In parenthesis, one should note that though British detective story writers love historic themes, it is Americans who often make famous English people into detectives. Both the above writers are American, as was Lillian de la Torre who made Dr Johnson into a detective. Then there is Stephanie Barron, who has written a whole series about Jane Austen detecting, presumably as a sort of Regency Miss Marple.

Death at St James’s Palace comes reasonably highly recommended. Lindsey Davis praises the series in words that make one doubt she has read any of the books; the Yorkshire Post informs us that “Lake brings eighteenth century England to life in a colourful style …. Georgette Heyer …. but with the knickers off”. As usual, one wonders what is missing from that quotation. But knickers off? Ahem, they did not wear knickers in the eighteenth century. Presumably, this means that there is more sex in Deryn Lake’s series. Tory Historian suspects that the author of those words had not read Ms Heyer’s books.

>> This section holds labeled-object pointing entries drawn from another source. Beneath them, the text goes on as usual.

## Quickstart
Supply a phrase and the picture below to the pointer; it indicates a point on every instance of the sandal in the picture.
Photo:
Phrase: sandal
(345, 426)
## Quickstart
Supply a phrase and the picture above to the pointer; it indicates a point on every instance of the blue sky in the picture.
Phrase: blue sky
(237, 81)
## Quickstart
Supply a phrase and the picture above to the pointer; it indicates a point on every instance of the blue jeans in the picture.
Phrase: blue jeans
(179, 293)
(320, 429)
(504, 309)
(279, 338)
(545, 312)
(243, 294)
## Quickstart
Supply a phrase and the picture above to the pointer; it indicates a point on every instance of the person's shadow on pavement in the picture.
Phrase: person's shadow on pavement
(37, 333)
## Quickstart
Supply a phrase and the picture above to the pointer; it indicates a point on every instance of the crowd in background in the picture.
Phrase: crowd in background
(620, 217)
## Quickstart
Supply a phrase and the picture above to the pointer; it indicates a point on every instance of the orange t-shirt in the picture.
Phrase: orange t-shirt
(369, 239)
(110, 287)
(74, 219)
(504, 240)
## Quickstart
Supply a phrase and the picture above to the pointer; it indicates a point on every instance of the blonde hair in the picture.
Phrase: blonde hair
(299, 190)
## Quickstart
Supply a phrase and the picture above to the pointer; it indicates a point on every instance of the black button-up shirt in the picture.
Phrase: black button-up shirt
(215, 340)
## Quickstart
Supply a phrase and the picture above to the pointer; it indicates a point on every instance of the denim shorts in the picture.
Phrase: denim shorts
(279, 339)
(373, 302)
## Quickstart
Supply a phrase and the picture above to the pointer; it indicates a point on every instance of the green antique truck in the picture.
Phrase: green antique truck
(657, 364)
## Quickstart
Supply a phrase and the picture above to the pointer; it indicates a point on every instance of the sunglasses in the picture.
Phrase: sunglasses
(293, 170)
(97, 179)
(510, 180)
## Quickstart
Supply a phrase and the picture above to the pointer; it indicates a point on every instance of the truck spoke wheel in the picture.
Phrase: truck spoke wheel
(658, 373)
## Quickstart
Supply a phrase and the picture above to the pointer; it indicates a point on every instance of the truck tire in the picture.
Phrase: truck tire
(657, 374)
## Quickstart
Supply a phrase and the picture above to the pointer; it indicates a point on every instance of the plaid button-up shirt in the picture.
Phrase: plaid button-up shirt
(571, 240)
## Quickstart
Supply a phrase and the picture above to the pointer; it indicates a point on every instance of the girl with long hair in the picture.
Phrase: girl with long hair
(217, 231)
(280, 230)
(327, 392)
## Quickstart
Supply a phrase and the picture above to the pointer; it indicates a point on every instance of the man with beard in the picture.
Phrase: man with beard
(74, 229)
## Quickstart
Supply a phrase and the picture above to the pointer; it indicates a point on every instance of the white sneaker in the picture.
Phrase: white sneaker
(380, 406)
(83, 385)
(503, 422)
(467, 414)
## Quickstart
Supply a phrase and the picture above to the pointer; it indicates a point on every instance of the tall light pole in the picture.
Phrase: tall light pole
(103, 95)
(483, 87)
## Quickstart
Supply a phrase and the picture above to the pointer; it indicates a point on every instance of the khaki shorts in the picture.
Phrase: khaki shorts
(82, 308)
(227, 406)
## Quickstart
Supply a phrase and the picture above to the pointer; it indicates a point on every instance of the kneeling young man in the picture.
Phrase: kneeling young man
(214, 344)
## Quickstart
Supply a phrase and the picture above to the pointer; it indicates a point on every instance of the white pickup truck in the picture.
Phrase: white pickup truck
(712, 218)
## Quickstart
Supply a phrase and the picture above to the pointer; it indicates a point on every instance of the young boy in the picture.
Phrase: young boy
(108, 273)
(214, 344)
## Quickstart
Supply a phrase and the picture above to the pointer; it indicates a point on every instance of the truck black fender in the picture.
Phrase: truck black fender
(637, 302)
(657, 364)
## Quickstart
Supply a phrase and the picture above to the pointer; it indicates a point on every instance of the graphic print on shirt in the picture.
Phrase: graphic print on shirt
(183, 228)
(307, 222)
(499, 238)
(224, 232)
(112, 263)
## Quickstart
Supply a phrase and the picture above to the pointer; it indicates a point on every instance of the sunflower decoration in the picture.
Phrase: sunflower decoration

Nevertheless, Ms Lake is described as the Queen of Georgian Mysteries and Maxim Jakubowski, himself a writer, editor, critic and quondam owner of the sadly missed Murder One bookshop, writes that this series is “meticulously researched”.

Well, Tory Historian has to disagree with the great Mr Jakubowski. Death at St James’s Palace is “meticulously researched” in the sense that Ms Lake does seem to have read detailed descriptions of what parts of London looked like at the time or what sort of underwear ladies wore. We know she has done this research because she reproduces acres of it in her own book.

When it comes to understanding how people thought or spoke, Ms Lake is sadly at a loss, preferring a twentieth century speech pattern with the odd eighteenth century word thrown in. Not only gentlemen swear in front of ladies, something that the most cursory reading of contemporary literature (or of Ms Heyer’s truly meticulous novels) would have shown to be erroneous, they all use words and expressions that are simply not possible for the period.

Tory Historian very nearly consigned the book to the charity shop bag when a character in it referred to badly behaved boys as a “bunch of hooligans”, hooligan being a word that came into the English language some time in the mid-1890s, 130 years after the events described in Death at St James’s Palace.

For the moment, however, the decision is to persevere, in the hopes that the plot will develop reasonably soon.